BY: M. TOMOSKI
A dozen members of the Hindu-nationalist group Hindu Sena gathered last week to pray for Trump’s victory and officially endorse the presidential candidate as the next president.
“The whole world is screaming against Islamic terrorism, and even India is not safe from it,” the group’s founder, Vishnu Gupta, told the Associated Press. “Only Donald Trump can save humanity.”
Grass, seeds, and ghee were thrown into a ceremonial fire as offerings while Trump’s picture hung on a banner with the words, “We love Trump,” and “hope for humanity against Islamic terror.”
Next to photos of Trump was an image of the Hindu monkey-deity of strength and selfless service, Lord Hanuman, a god called upon to help Trump make it through the next six months to election day on November 8th.
“Donald Trump will break the back of Islamic terror,” Gupta told the local news site Scroll. “Bombs are falling everywhere, in Iran, Iraq.

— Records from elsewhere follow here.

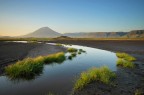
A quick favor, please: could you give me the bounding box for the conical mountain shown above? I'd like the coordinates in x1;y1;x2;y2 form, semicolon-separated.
23;27;61;38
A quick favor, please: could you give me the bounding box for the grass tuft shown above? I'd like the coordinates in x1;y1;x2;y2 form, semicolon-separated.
116;58;135;68
78;51;81;54
67;48;78;53
79;49;86;53
74;66;116;91
5;52;66;79
71;53;77;57
44;52;66;63
116;52;136;68
5;57;44;79
68;56;73;60
56;43;63;46
116;52;136;61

Even India is suffering from Islamic terror.”
He also told reporters that the group supports Trump’s proposed ban on Muslims and that they would like to see their Prime Minister, Narendra Modi, do the same. Modi is the leader of the Hindu-nationalist Indian People’s Party and was once banned from the US for anti-Muslim policies.
Gupta himself was once arrested for slapping Abdul Karim Tunda, an alleged terrorist and bomb-maker, outside of a courthouse in New Delhi.

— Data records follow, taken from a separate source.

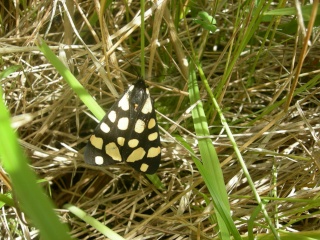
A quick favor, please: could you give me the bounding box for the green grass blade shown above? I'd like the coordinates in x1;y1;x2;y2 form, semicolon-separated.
188;62;241;240
195;62;280;239
215;1;272;99
65;204;126;240
36;37;106;121
0;82;71;239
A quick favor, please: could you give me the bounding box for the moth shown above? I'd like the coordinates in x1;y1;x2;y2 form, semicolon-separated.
84;79;161;174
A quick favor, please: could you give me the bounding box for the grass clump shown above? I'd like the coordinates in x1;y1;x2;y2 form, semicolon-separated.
1;1;320;239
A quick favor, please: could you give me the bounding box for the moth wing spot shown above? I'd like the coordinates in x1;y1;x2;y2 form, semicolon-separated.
100;122;110;133
108;110;117;123
117;137;125;146
148;132;158;141
148;118;156;129
118;117;129;130
118;94;130;111
140;163;149;172
95;156;104;165
105;142;122;161
126;147;146;162
128;85;134;92
90;135;103;150
128;139;139;148
134;119;146;133
141;97;152;114
147;147;161;158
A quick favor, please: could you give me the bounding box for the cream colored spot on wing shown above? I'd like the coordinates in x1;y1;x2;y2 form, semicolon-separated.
148;118;156;129
95;156;104;165
118;117;129;130
108;110;117;123
134;119;145;133
105;142;122;161
128;85;134;92
117;137;125;146
126;147;146;162
147;147;161;158
140;163;149;172
148;132;158;141
90;135;103;150
128;139;139;148
100;122;110;133
118;94;129;111
141;97;152;114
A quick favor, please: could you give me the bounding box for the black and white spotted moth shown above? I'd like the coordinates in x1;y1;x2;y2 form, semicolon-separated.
84;79;161;174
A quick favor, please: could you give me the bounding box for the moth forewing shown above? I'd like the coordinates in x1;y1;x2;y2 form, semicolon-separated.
124;101;161;174
84;79;161;174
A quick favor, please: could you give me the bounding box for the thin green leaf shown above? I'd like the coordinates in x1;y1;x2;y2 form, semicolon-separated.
0;80;71;240
193;11;217;32
36;37;106;121
188;61;241;240
65;204;126;240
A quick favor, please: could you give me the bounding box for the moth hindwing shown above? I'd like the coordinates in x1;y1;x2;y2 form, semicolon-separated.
84;79;161;174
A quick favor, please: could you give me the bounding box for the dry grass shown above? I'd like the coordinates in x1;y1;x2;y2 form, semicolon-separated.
1;0;320;239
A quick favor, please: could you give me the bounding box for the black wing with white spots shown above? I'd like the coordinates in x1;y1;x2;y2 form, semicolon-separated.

Tensions between Hindus and Muslims in India have affected its citizens since before the country declared its independence from the British Empire, and conflict has often found its way into people’s homes and villages. In September 2015 a mob of Hindus beat a man to death for allegedly killing and eating a cow, an animal sacred to Hindus.
India’s Muslim population (14%) severely declined after independence, when the two religious groups divided the British colony into India and Pakistan, causing what is known as the largest mass migration in history. Since then, thousands have been killed on both sides, particularly over the contested northern region of Kashmir.